According to Col Neubauer, the first ECCATT team is already trained and stationed at Ramstein Airbase. Validation exercises will begin in the coming months and a concept of operations (CONOPS) will be drawn up over the next couple of years. "Eventually we will put this into our doctrinal tricks-of-the-trade," he said.
The development of a new MEDEVAC concept for AFRICOM comes at a time when the United States is becoming increasingly focused on the continent, largely in response to the attack on its consulate in Benghazi.
Over recent months, hundreds of US Marines have been deployed to bases across southern Europe to be used for quick intervention missions in North Africa under the auspices of the newly created Special Purpose Marine Air-Ground Task Force-Crisis Response, should the need arise. Also, US special operations forces are increasingly active in northern and eastern Africa in operations against Islamic militants in the region.

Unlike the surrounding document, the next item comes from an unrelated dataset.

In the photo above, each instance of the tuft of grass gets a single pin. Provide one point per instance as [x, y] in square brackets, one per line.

The recent raids by US special forces in Libya and Somalia indicate an increased willingness by the US government to use ground troops in the region, and a move away from the exclusive use of unmanned aircraft for such high-risk operations.
If so, this opens up the possibility of increased casualties, making the work done by the USAF and AFRICOM in enhancing their MEDEVAC capabilities all the more important.